The unhappy position of the Protestant Episcopal Church, as an integral part of the Anglican Communion, in allowing herself to be constantly and continuously classified with the Protestant bodies which have no Historical Episcopate, and scarcely ever, as she should, fearlessly asserting her Catholic and Apostolic heritage, has naturally permitted herself and the whole Anglican Communion to be grievously misunderstood by the Holy Eastern Church. And again, as Dr. Irvine most clearly points out, she has never zealously and unitedly “pressed her claims before the four Eastern Patriarchates” during the past “three hundred years.” The English Church and her daughter churches, with the Protestant Episcopal Church, after drifting along all these years, apparently content with herself in the self-depending knowledge of her own claims or, possibly in a spirit of indifference as to what others may think or say of these claims, finds herself to-day in the unique and notable position where she alone, amidst the entire religious world, Catholic and Protestant, acknowledges and maintains her historical claim of Catholic heritage and Apostolic continuity. She has been unjust to herself, and her Episcopate is to-day receiving the due reward of their own compromising weakness and failure in not safeguarding the Priesthood of their own Church, which looks to them for perpetuation and protection.

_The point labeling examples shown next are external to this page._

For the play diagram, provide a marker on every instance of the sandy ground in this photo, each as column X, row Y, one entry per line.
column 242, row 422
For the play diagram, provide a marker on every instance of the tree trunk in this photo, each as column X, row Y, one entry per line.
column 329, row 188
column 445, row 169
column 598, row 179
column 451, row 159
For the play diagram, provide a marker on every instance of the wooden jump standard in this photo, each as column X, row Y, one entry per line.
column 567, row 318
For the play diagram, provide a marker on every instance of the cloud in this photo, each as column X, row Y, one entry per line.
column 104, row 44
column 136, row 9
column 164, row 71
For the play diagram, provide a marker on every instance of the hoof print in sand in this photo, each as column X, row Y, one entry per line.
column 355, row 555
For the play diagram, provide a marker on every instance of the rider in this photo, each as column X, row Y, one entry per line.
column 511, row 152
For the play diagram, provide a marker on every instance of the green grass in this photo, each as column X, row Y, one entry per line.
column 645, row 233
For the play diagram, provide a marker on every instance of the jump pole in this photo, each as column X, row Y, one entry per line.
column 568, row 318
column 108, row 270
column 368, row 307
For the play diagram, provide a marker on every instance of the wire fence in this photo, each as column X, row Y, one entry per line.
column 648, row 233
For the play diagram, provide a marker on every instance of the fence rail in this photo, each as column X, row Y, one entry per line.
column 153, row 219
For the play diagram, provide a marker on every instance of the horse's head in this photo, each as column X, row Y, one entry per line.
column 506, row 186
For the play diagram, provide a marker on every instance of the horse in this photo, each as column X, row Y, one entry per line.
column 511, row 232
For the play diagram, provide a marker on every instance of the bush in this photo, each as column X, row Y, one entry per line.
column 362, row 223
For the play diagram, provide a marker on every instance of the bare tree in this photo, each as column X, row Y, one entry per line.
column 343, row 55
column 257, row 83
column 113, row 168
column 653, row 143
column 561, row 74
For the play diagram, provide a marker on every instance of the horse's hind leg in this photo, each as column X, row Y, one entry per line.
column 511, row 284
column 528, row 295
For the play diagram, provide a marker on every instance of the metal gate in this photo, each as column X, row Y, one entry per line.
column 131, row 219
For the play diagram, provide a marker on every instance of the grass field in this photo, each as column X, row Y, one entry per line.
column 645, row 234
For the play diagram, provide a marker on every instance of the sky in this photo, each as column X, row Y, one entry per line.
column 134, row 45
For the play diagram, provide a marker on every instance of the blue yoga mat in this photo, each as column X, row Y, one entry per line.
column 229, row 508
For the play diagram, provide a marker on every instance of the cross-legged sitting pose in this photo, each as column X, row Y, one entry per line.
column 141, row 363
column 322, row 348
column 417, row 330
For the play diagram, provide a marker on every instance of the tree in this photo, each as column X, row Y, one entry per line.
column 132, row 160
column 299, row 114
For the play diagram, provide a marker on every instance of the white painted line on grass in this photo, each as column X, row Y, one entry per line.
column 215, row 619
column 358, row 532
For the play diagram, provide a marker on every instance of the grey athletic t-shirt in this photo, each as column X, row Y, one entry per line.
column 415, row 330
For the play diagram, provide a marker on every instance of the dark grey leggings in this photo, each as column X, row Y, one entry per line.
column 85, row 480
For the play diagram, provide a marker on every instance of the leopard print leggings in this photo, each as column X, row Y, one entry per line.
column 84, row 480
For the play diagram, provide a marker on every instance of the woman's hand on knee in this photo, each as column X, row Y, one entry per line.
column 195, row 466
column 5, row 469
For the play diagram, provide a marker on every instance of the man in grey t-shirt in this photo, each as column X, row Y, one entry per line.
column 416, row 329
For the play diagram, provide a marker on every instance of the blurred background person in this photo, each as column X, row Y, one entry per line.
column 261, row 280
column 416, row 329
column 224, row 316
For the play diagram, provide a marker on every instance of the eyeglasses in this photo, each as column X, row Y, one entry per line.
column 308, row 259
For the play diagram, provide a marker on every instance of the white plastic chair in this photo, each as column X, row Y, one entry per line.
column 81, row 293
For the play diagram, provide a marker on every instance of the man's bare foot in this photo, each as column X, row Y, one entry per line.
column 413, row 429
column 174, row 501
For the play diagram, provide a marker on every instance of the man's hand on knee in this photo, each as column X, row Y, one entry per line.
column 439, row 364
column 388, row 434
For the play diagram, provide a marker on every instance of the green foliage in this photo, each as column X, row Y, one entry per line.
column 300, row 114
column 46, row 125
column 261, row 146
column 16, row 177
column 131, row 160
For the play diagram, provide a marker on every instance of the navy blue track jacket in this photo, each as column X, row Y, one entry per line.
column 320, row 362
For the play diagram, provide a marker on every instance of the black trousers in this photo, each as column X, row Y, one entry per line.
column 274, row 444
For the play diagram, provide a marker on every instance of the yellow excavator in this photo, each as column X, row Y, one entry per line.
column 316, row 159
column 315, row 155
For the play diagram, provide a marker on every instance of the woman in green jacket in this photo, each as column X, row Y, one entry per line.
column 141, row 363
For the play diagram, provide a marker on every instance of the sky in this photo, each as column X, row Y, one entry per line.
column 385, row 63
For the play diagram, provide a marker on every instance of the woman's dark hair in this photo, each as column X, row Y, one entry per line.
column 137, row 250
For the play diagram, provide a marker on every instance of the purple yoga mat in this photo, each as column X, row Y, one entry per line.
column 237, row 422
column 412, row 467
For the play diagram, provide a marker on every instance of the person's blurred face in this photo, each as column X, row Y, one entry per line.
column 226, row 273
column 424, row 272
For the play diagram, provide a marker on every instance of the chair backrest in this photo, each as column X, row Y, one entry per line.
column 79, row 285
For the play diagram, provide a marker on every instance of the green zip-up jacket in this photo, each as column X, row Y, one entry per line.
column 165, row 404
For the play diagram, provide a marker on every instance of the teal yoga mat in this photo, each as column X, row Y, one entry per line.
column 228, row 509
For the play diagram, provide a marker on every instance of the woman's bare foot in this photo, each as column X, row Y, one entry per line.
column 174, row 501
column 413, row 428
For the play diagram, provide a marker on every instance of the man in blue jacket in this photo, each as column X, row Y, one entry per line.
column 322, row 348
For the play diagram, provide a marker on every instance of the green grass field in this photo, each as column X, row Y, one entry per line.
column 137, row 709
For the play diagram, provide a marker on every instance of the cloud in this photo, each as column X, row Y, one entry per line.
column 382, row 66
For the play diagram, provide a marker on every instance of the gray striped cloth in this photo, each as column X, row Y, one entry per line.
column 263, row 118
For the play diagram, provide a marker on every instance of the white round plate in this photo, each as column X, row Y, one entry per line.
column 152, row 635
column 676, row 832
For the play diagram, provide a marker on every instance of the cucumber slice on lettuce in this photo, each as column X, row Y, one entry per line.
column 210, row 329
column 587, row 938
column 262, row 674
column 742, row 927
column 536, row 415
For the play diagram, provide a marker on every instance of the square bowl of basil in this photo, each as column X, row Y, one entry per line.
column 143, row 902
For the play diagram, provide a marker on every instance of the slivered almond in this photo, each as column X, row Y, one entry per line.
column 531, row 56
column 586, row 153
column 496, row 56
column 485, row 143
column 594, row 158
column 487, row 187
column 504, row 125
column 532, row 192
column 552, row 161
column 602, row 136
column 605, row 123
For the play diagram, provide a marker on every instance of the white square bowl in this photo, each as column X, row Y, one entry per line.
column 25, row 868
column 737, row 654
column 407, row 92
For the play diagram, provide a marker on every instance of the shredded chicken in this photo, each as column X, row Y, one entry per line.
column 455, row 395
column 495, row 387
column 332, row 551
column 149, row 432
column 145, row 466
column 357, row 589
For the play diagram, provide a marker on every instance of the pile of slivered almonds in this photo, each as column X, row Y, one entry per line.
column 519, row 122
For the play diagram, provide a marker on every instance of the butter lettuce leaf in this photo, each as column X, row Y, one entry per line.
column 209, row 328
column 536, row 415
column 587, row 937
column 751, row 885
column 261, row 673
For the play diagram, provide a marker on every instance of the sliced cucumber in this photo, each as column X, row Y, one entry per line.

In ordaining Dr. Irvine to the Priesthood of the Holy Orthodox Church, his Grace, Archbishop Tikhon, acted, as he was morally and canonically bound to do, in strict obedience to the canonical and ancient usage of the Catholic Church, and the ordination has not been held sacreligious nor discourteous to the Anglican Church outside of one or more irresponsible Church newspapers and some individual ecclesiastics who wrote hastily and unfavorably of the action as doing harm to the cordial relations then obtaining between the Protestant Episcopal and Holy Orthodox Churches. Even the Presiding Bishop of the Protestant Episcopal Church, the Rt. Rev. Dr. Tuttle, in his individual protest to the President of the Holy Synod, seems to have moved unadvisedly as judging the act of Archbishop Tikhon intrusive and tending to disturb ecclesiastical relations when, in fact, no inter-communion really existed at the time or had ever existed.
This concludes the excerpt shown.